Was die Arbeit von Caguiat so fesselnd macht, ist, dass er es schafft, Werke zu erschaffen, die gleichzeitig archaisch und futuristisch wirken. Wie okkulte Wandteppiche oder Fresken einer zukünftigen Ruine sind seine Gemälde bedeutungsschwer, widerstehen jedoch der Anziehungskraft einer Erzählung und regen zu einer Unmittelbarkeit der sinnlichen Erfahrung an, die der Sprache fremd ist.
Ich glaube, wir erleben das Aufkommen eines Künstlers, dessen Bedeutung in den kommenden Jahren nur wachsen wird. Caguiat ist es gelungen, ein einzigartiges visuelles Universum zu schaffen, das einfache Kategorien und reduktive Etiketten übersteigt. Sein Werk lädt uns ein, langsamer zu werden, zu betrachten und uns in Welten zu verlieren, die an der Grenze zwischen Sichtbarem und Unsichtbarem, Bekanntem und Unbekanntem existieren.

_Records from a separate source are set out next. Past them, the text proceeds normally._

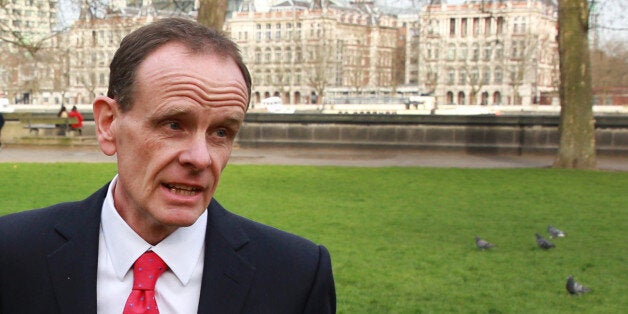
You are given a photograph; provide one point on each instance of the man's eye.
(174, 125)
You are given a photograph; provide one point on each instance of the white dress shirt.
(177, 290)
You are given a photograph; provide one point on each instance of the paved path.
(330, 157)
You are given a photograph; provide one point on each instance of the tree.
(576, 147)
(212, 13)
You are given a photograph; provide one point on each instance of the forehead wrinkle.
(205, 90)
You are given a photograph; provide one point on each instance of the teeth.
(182, 189)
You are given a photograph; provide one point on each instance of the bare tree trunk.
(212, 13)
(577, 125)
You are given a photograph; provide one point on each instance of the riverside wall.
(471, 133)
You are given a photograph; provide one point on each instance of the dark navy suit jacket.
(49, 260)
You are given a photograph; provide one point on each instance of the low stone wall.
(533, 134)
(492, 134)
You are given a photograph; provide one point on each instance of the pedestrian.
(178, 94)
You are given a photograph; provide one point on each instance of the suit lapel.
(227, 277)
(73, 266)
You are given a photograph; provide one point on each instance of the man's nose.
(197, 153)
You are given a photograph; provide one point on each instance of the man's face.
(175, 141)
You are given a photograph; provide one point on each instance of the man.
(74, 113)
(177, 97)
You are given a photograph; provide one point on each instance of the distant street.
(322, 157)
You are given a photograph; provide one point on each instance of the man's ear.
(105, 113)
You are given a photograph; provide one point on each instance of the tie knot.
(146, 270)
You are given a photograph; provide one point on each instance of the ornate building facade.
(300, 51)
(480, 52)
(488, 52)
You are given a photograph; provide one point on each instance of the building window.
(474, 76)
(500, 25)
(289, 30)
(487, 52)
(258, 56)
(499, 51)
(451, 52)
(499, 76)
(462, 77)
(258, 32)
(452, 27)
(267, 55)
(288, 53)
(451, 76)
(486, 79)
(278, 55)
(464, 52)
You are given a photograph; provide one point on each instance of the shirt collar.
(125, 246)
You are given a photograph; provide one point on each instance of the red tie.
(146, 270)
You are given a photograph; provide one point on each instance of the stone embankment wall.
(491, 134)
(498, 134)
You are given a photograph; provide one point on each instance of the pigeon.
(575, 288)
(554, 232)
(543, 243)
(482, 244)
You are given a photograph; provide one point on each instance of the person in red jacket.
(79, 124)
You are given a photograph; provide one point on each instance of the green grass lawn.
(402, 239)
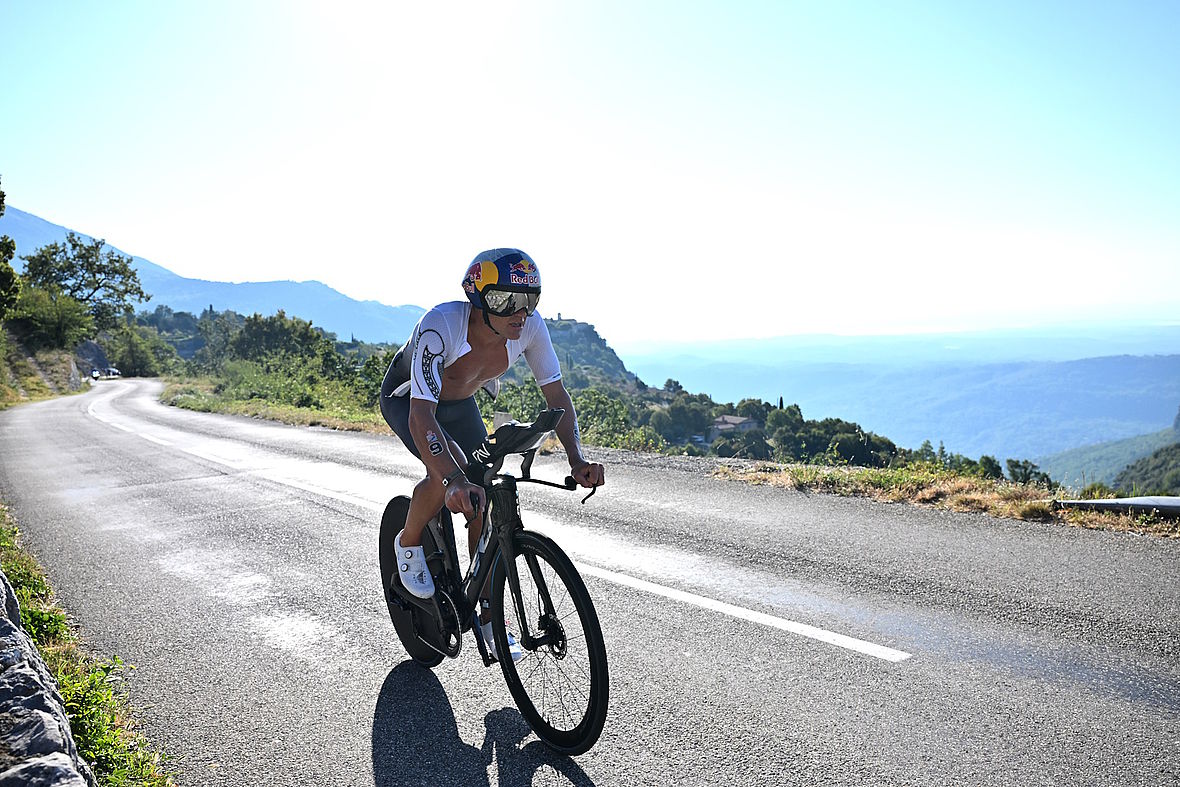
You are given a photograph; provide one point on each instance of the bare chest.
(463, 378)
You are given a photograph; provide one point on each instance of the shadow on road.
(415, 741)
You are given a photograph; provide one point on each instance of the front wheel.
(561, 683)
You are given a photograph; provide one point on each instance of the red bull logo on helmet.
(524, 273)
(479, 275)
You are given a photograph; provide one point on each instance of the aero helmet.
(502, 282)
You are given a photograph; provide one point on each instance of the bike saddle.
(516, 438)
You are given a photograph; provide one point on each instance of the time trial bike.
(529, 585)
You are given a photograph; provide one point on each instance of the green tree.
(1026, 472)
(262, 338)
(103, 280)
(217, 332)
(600, 414)
(790, 418)
(47, 319)
(754, 408)
(10, 282)
(989, 467)
(139, 351)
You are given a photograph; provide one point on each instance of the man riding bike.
(427, 398)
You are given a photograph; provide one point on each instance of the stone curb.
(37, 748)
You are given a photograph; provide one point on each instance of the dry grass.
(942, 489)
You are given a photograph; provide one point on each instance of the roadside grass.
(21, 381)
(90, 686)
(335, 412)
(943, 489)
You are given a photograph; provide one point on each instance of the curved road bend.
(755, 635)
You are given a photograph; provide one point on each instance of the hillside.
(1155, 474)
(587, 359)
(323, 306)
(1023, 410)
(1103, 461)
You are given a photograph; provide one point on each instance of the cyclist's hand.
(458, 498)
(589, 474)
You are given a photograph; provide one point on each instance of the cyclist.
(427, 398)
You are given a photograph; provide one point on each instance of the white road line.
(802, 629)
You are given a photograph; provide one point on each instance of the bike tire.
(562, 689)
(405, 622)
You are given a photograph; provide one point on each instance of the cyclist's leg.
(425, 502)
(465, 431)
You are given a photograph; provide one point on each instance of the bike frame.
(502, 522)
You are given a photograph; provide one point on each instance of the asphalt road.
(755, 635)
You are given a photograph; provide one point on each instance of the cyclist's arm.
(585, 472)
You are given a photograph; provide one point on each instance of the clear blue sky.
(677, 169)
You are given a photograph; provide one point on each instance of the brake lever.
(570, 484)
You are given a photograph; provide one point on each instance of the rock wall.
(37, 748)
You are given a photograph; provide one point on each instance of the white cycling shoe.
(485, 630)
(412, 570)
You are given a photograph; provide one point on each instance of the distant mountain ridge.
(322, 306)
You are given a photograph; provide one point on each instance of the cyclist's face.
(511, 326)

In einer Zeit, in der so viele Künstler verzweifelt versuchen, durch spektakuläre Gesten oder provokative Aussagen Aufmerksamkeit zu erregen, wählt Caguiat den Weg der Kontemplation und Tiefe. Und genau das brauchen wir heute: eine Kunst, die sich nicht mit der bloßen Abbildung unserer zersplitterten Welt zufrieden gibt, sondern uns neue Wege bietet, sie zu sehen und in ihr zu leben. Wenn Sie seine Arbeit noch nicht entdeckt haben, sehen Sie sie sich unbedingt an. Sie werden es nicht bereuen.
- Ausstellungshandzettel: “Justin Caguiat Triple Solitaire”, 17. September bis 8. Dezember 2024, Ezra and Cecile Zilkha Gallery, Center for the Arts, Wesleyan University.
- Zitat von Charline von Heyl in der Ausstellung “Triple Solitaire”, Wesleyan University, 2024.
- Molly Zuckerman-Hartung, “Die 95 Thesen zur Malerei,” in Molly Zuckerman-Hartung und Tyler Blackwell, Hrsg. Molly Zuckerman-Hartung: COMIC RELIEF. Inventory Press und Blaffer Art Museum an der University of Houston, 2021.